In 1755, he went to London with his wife, his sister and brother, and his company. There, he worked with David Garrick of the Drury Lane Theatre, learning new concepts of theatre and the then developing natural style of performance. When the London production of Les Fêtes was completely destroyed by rioters on the eve of the Seven years War, Noverre and his family were forced to go into hiding. He continued to supervise dance spectacles at Drury Lane but without billing. He left London in 1757 wanting to work at the Paris Opéra but realized he would face serious opposition to the expressive style he had developed in London, and chose Lyon instead where he was free to develop new and very different works from the prevailing court ballets. He composed Les Caprices de Galathée, for example, and garbed his dancers in tiger skins and shoes made of tree bark. His naturalist attitude towards costume placed him in the front rank of the French Enlightenment.[1]
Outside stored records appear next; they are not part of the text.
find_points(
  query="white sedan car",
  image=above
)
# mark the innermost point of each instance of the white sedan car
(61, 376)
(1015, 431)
Noverre's treatise on dancing and theater expressed his aesthetic theories on the production of ballets and his method of teaching ballet. Noverre wrote this text in London in 1756 and published it in 1760 in Lyon, France. He began his research for his essays in Drury Lane, London where he choreographed for his own troupe of dancers at the Theater Royal under the direction of David Garrick. It was in David Garrick’library that Noverre read modern French literature and ancient Latin treatises on pantomime. Noverre was inspired by the pantomimes that he thought stirred up the audience’s emotions by the use of expressive movement. He proclaimed in his text that ballet should unfold through dramatic movement and the movement should express the relationship between the characters. Noverre named this type of ballet, ballet d’action or pantomime ballet and produced his first serious pantomime ballet called, “Le Judgement de Paris”, in 1751 in Marseilles (International Dictionary of Ballet 1032).
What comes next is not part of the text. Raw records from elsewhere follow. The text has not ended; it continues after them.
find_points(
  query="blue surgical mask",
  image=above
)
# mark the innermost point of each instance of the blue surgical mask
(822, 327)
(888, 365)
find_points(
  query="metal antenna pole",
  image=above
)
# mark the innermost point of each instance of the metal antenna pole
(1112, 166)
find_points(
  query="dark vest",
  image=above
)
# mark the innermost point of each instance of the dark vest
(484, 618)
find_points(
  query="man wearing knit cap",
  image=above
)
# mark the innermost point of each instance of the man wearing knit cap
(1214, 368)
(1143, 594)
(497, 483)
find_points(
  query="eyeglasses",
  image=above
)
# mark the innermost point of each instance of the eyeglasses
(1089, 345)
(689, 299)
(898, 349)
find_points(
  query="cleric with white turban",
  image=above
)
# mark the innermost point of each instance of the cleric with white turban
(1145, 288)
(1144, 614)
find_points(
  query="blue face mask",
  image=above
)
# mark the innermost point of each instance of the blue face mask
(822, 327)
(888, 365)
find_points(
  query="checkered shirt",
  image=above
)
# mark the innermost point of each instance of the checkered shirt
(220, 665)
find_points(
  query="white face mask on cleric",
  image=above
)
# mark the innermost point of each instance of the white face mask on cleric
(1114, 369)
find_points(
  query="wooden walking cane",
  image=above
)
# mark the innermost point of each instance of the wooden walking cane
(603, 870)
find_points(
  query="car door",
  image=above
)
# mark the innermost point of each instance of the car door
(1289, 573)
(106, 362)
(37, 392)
Noverre was most immediately influenced by Jean-Philippe Rameau, Marie Sallé and David Garrick. Rameau was a very influential French composer and music theorist and Noverre was inspired by his dance music that combined programmatic and strongly individual elements. Marie Salle and Noverre were both dance students at the Paris Opera Ballet and met early on in their careers. Marie Salle, a Romantic ballerina with expressive qualities, likely influenced Noverre to write about the importance of expression in dance. David Garrick was an actor and theater director at the Theater Royal. Noverre was inspired by his talent for “histrionics.”(The Encyclopedia of Dance and Ballet 695).
Noverre’s text demanded an end to repressive traditions peculiar to the Paris Opera Ballet, such as stereotypical and cumbersome costumes, and old-fashioned musical styles and choreography. Noverre also discussed the methods for training dancers such as encouraging a student to capitalize on his or her own talents (The Encyclopedia of Dance and Ballet 699). Most of Noverre’s criticisms of dance in his book were directed towards the Paris Opera Ballet because he felt the Paris Opera Ballet created ballets that were an isolated event within Opera lacking meaningful connection with the main theme of the Opera. He criticized the Paris Opera Ballet' use of the mask because it restricted the dancer from showing facial expressions that could bear meaning on their characters. Noverre devoted the whole of his Ninth Letter to the subject of masks and wrote, “ Destroy the masks and” he argued, “we shall gain a soul, and be the best dancers in the world.” Noverre specifically dealt with seven major points in his treatise:
Noverre’s Les Lettres Sur La Danse et Sur Les Ballet had lasting impact on ballet ideology as his text has been printed in almost every European Language and his name is one the most frequently quoted in the literature of dance (Lynham 13). Many of his theories have been implemented in dance classes today and remain a part today’s ideology of dance. For example, his idea that a teacher should encourage students to profit from his or her own talents rather than to imitate a teacher or the style of a popular dancer is a present ideology of dance. Noverre did receive criticism from many of his prominent ballet contemporaries, however his theories have survived longer than any of his ballets, which have not been reproduced for at least two centuries (Lynham 127).